[
https://issues.apache.org/jira/browse/NUTCH-1135?page=com.atlassian.jira.plugin.system.issuetabpanels:comment-tabpanel&focusedCommentId=13127427#comment-13127427
]
Andrzej Bialecki commented on NUTCH-1135:
------------------------------------------
A few comments from the author of this monstrosity ;) First, thanks Ferdy for
taking time to work with this, it's much appreciated, we need to move forward
on this. I agree that ultimately this test should be moved to Gora and become a
part of a larger test suite that verifies correctness of concurrent
multi-threaded and multi-process operations.
However, the immediate purpose of this class was to stress-test the existing
Gora versions in usage patterns typical for Nutch, in order to verify that a
particular version of Gora is a viable storage layer for Nutch - so the test
tries to replicate typical Nutch scenarios. Remember that this has to work not
only for a toy crawl in a single JVM in local mode, but also for a fully
distributed parallel map-reduce crawl. Consequently:
* testMultiThread: tests a scenario of multiple threads in a single JVM all
writing to the same storage instance. This replicates a scenario present e.g.

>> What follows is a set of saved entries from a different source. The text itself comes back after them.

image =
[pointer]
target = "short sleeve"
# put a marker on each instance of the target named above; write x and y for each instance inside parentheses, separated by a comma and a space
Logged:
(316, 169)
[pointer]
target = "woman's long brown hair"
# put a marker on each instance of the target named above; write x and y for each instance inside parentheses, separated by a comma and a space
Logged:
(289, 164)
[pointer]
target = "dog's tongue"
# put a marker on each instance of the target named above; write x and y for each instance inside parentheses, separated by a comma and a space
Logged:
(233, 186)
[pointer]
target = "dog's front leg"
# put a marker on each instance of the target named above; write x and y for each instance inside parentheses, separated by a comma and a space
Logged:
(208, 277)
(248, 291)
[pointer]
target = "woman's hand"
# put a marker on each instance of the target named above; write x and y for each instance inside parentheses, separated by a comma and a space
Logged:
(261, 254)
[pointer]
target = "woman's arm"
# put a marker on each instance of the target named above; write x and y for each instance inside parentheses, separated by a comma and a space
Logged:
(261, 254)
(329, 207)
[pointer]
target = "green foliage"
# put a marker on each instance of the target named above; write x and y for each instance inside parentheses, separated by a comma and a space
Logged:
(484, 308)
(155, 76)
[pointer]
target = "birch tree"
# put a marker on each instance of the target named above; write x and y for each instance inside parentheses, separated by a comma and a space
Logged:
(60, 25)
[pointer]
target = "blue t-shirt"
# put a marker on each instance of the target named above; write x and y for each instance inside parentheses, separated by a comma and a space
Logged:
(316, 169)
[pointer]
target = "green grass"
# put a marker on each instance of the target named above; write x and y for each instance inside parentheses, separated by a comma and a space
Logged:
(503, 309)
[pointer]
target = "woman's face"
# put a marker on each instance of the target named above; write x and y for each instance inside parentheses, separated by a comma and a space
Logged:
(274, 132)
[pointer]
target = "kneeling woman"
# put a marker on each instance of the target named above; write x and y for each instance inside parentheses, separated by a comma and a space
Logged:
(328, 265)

in a single Fetcher task. If this test fails (assuming it's properly
constructed!) then this means that Gora will fail, perhaps silently (see
NUTCH-893), in a fundamental Nutch tool.
* testMultiProcess: tests a scenario of multiple processes running in multiple
JVMs all writing to the same storage instance. This replicates a scenario of
multiple map-reduce tasks all using the same storage config (shared storage,
e.g. HSQLDB in server mode), and it's fundamental to all Nutch tools running on
a cluster. In map-reduce jobs there are usually many concurrent tasks, and some
of them may execute in several copies in parallel (speculative execution) and
some others may fail catastrophically without proper cleanup - and Gora
backends must just deal with it. If this test fails (again, assuming it's
properly constructed and doesn't exceed some OS capabilities of the test
machine, or some known limits of a storage impl. like the number of concurrent
connections) then it means that Gora storage is not reliable for a typical
map-reduce usage, which sort of defeats the point of using it at all.
To summarize: I think the patch in its current form helps the tests pass, but I
don't think it addresses the underlying problems in Gora (or perhaps the
problems with HSQL backend), rather it hides the problem. After all, we want
the test to mean something if it passes, to verify that we can use Gora for
more than a toy crawl, with guarantees of correctness in presence of concurrent
updates.
If the above errors don't indicate issues with Gora, but instead are caused by
exceeded OS or hsql limits, or hsql misconfiguration, then of course we should
fix the configs and adjust the numbers so that they make sense. But with the
proper config and proper numbers both tests should pass, otherwise we can't be
sure that Gora is working properly at all.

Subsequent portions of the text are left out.